Open-EO / openeo-geotrellis-extensions

Java/Scala extensions for Geotrellis, for use with OpenEO GeoPySpark backend.
Apache License 2.0
5 stars 3 forks source link

Add array_apply. #158

Closed EmileSonneveld closed 1 year ago

EmileSonneveld commented 1 year ago

It was easier for me to test this on openeo-dev.vito.be. Array apply gives the same result netCDF as calling a function in the original way:

# the returning datacube has multiple bands and multiple times
datacube = connection.load_collection(
    "TERRASCOPE_S2_TOC_V2",
    spatial_extent={"west": 5.07, "south": 51.215, "east": 5.08, "north": 51.22},
    temporal_extent=["2020-03-01", "2020-03-30"],
    bands=["B01", "B02", "B03"],
)
# process = lambda x: cos(x)  # <- baseline
process = lambda x: x.array_apply(cos)
datacube_applied = datacube.apply_dimension(dimension='t', process=process)
job = datacube_applied.execute_batch(
    title=os.path.basename(__file__),
    format="netCDF",
)

@jdries Is this enough for a test? image

jdries commented 1 year ago

yes, I assume we also have unit tests right? Then we can merge, and we can do a more advanced case with rank composites.
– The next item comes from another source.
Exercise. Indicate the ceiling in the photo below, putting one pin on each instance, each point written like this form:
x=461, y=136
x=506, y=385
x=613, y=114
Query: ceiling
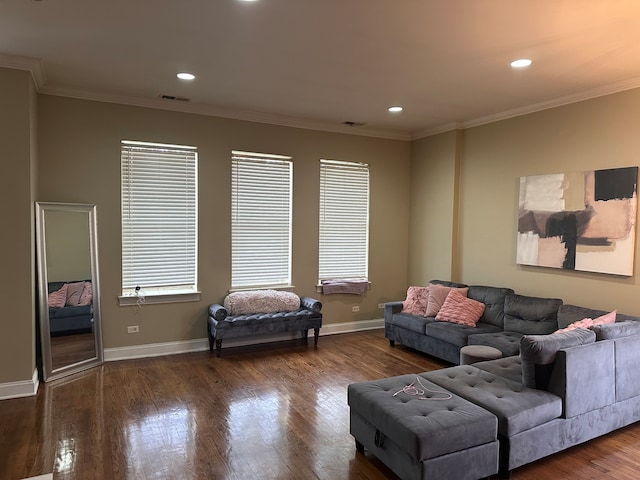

EmileSonneveld commented 1 year ago

@jdries I added unit tests JVM side and Python side: https://github.com/Open-EO/openeo-geotrellis-extensions/commit/1876e806c73871505212e4add44712c687a7ab04 and https://github.com/Open-EO/openeo-geopyspark-driver/commit/1387884b14cee8160b8776c050ecd1b1522cc558

For this ticket I worked the main branches because I only saw how to test datacubes with multiple dates once deployed.